Ligados a partidos que comandaram o voto contrário ao Marco do Saneamento, governadores da Bahia, Ceará e outros 3 Estados da região nordeste, já anunciaram planos para abrir o capital de suas estatais, ou promover concessões.

Lembra da tal BRK, a empresa da qual os canadenses e o FGTS são sócios? Então, ela é responsável por um projeto que levará R$5,1 bilhões em investimentos para universalizar o serviço na Região Metropolitana de Recife.

A parceria da BRK é feita em modelo de PPP, junto a Compesa, que o governador Paulo Câmara já anunciou que terá uma abertura de capital. Ainda assim, mesmo que a nível estadual siga-se uma agenda em linha com o Marco aprovado pelo saneamento, a aprovação do Marco contou com oposição vinda do senador Humberto Costa, eleito na chapa do atual governador, Paulo Câmara.
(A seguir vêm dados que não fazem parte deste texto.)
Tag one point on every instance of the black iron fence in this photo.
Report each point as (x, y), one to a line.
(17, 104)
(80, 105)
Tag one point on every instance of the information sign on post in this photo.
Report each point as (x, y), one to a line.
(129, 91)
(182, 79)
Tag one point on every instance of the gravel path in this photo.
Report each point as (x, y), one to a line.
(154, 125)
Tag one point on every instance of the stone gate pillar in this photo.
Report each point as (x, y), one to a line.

Exemplos como este não faltam, e relatam não apenas a hipocrisia reinante, como também, de maneira positiva, que o pragmatismo ainda consegue superar a tal polarização.

Apenas em aberturas de capital, 3 estatais do Nordeste devem levantar R$7 bilhões, ampliando a capacidade de investimento das empresas.
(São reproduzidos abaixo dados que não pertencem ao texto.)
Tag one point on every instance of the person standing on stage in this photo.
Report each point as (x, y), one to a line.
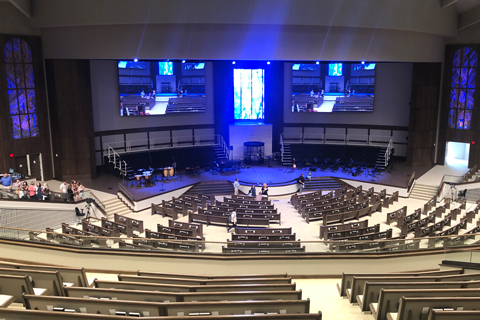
(301, 183)
(236, 185)
(233, 219)
(265, 190)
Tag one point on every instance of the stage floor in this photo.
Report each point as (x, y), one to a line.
(398, 176)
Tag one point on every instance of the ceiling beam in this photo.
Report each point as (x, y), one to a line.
(469, 18)
(24, 6)
(446, 3)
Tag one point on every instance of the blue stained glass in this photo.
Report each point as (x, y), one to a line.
(451, 118)
(7, 52)
(463, 78)
(455, 77)
(470, 98)
(453, 98)
(460, 119)
(465, 57)
(33, 125)
(16, 132)
(468, 119)
(19, 76)
(25, 125)
(17, 52)
(473, 59)
(10, 76)
(472, 74)
(22, 101)
(461, 99)
(27, 52)
(456, 58)
(32, 101)
(29, 79)
(12, 101)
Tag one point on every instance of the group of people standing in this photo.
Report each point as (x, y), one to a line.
(73, 192)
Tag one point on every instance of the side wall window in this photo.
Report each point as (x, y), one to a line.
(21, 88)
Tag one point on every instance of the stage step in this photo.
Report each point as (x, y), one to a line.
(423, 192)
(117, 206)
(324, 184)
(287, 155)
(211, 187)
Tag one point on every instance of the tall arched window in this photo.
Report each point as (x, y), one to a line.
(21, 88)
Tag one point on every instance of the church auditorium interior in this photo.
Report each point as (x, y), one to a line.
(262, 159)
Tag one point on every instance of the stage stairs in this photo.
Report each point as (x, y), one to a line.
(287, 155)
(117, 206)
(323, 183)
(211, 187)
(423, 192)
(219, 153)
(380, 163)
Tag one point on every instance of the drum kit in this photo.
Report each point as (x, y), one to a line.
(148, 177)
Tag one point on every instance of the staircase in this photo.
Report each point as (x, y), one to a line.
(117, 206)
(423, 192)
(472, 195)
(220, 153)
(287, 155)
(380, 163)
(323, 184)
(211, 187)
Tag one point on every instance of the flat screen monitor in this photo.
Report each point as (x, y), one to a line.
(153, 87)
(333, 87)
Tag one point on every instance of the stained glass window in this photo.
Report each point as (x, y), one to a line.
(464, 73)
(21, 89)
Pelo Brasil, a estimativa é de que um marco que garanta ao menos R$700 bilhões.

A história não contada das “concessões que falharam”
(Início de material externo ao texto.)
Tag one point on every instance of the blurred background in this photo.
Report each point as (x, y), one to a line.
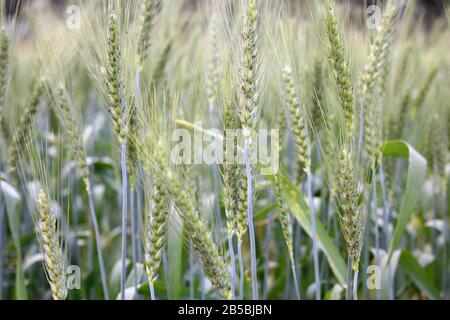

Durante a discussão do projeto, não foi raro ver circulando por aí uma matéria da BBC que fala da reestatização em serviços de água e esgoto pelo mundo.

De fato, muitas cidades promoveram reestatizações prometendo “reduzir os custos ao consumidor”. Na prática, cidades como Berlim (que nunca privatizou o serviço e sim formou uma sociedade onde o governo era dono de 50,01% da empresa), decidiram subsidiar os serviços, reduzindo o valor da tarifa.

Em Paris, outro exemplo da lista, a história é esdrúxula, pois ignora 150 anos de gestão privada e trata como se a decisão tivesse ocorrido após alguns poucos anos sem sucesso. Ainda hoje 2 em cada 3 franceses são atendidos por empresas privadas, quase 10 vezes mais do que no Brasil).

Já aqui na Bolívia, geralmente citada como exemplo de “superfaturamento” ocorrido pela empresa vencedora, o que chama a atenção é o aumento de 300% na tarifa não contada. A parte não contada da história porém, é que a concessão durou 20 anos, e a inflação do período ficou em 270%.

Cabe lembrar que a Bolívia, país de grandes altitudes e o mais pobre da América do Sul (até 2018 quando a Venezuela roubou o posto), possui índices de saneamento melhores do que o brasileiro.

Corrigir 150 anos de descaso em um plano com metas para 10 anos talvez seja uma questão utópica, e dado nosso histórico enquanto país, pouco factível. O fato é que pela primeira vez estabelecemos um documento com metas, e não apenas boas intenções.